Claude stared at the man’s body, and with both hands raised the machete over his head, held it there, then slowly brought it down to his side. He sucked in his breath, a loud, chugging intake of air, snapped his head to the right, and almost falling, turned away from the corpse and stumbled back through the open door to Vanise’s room.

She had hidden herself in the far corner behind the dresser, crouched down near the floor, and she had not seen, but she knew what had happened, and she moaned quietly.

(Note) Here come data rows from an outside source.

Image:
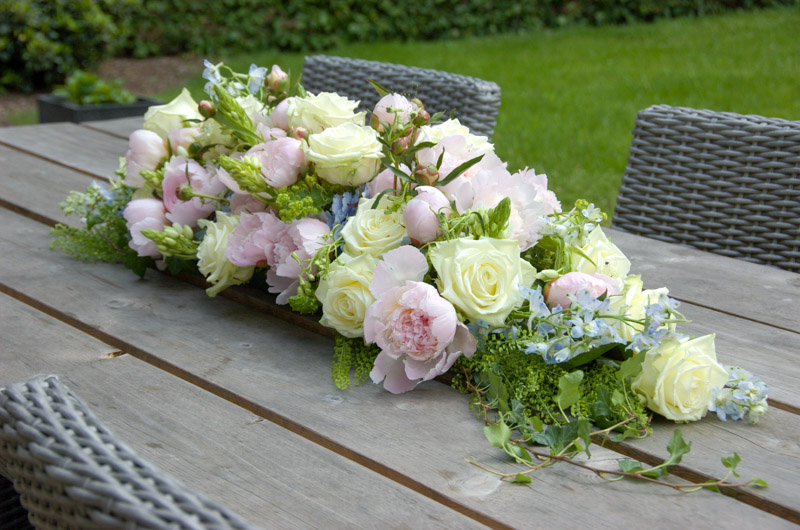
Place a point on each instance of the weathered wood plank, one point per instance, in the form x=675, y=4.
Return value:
x=70, y=145
x=36, y=186
x=765, y=294
x=268, y=475
x=282, y=372
x=121, y=127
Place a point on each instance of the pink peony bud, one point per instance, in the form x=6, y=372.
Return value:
x=144, y=214
x=419, y=215
x=147, y=149
x=575, y=282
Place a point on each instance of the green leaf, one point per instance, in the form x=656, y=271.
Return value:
x=731, y=462
x=677, y=447
x=568, y=391
x=522, y=479
x=498, y=434
x=631, y=367
x=629, y=466
x=459, y=170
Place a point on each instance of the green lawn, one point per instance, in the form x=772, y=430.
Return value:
x=570, y=96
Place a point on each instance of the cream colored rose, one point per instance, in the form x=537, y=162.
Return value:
x=481, y=277
x=322, y=111
x=161, y=119
x=211, y=255
x=344, y=294
x=678, y=377
x=631, y=304
x=372, y=230
x=605, y=257
x=347, y=154
x=435, y=134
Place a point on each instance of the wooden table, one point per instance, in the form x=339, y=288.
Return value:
x=239, y=404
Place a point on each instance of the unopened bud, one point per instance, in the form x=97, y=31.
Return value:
x=426, y=174
x=206, y=108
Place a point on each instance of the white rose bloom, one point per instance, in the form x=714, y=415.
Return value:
x=481, y=277
x=678, y=377
x=605, y=257
x=373, y=231
x=161, y=119
x=435, y=134
x=322, y=111
x=347, y=154
x=344, y=294
x=211, y=255
x=631, y=304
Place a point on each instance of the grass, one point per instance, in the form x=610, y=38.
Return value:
x=570, y=96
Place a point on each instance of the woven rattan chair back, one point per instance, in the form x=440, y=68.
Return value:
x=717, y=181
x=475, y=102
x=71, y=472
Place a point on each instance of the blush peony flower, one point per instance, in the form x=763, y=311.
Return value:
x=417, y=330
x=147, y=149
x=180, y=172
x=575, y=282
x=419, y=215
x=144, y=214
x=281, y=160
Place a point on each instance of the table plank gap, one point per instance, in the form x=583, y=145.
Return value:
x=296, y=375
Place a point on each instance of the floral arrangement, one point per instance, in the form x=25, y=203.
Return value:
x=423, y=252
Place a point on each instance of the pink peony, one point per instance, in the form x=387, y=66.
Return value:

Stop that! Claude hissed. Stop!

Slowly, she rose and faced him. He was shuddering, as if a cold wind had blown over him, and he looked like a little boy again, about to cry. Beyond him she could see Grabow’s feet, like two chunks of wood. She took a step toward the door and stopped. Is he dead? she asked.

Claude could make no words. He nodded his head up and down.

Vanise took the boy’s hand in hers, and still watching Grabow’s feet, as if she expected them to move, she said, He’s dead? You know that?

He’s meat! Dead meat! he cried, and he yanked his hand away. Now, he croaked, now you can leave here!

No! No, they will find us and kill us for this! Where can we go now?

His arms at his sides, the machete still in his right hand, dripping blood onto the floor, Claude moved away from the door, as if offering it to Vanise and inviting her to step through. America, he said.

She placed her hands over her eyes like a blindfold, shook her head slightly and took her hands away. Then, without looking at the boy, she said, Do you know how to find this hounfor?

Yes.

You know the mambo? And you have money?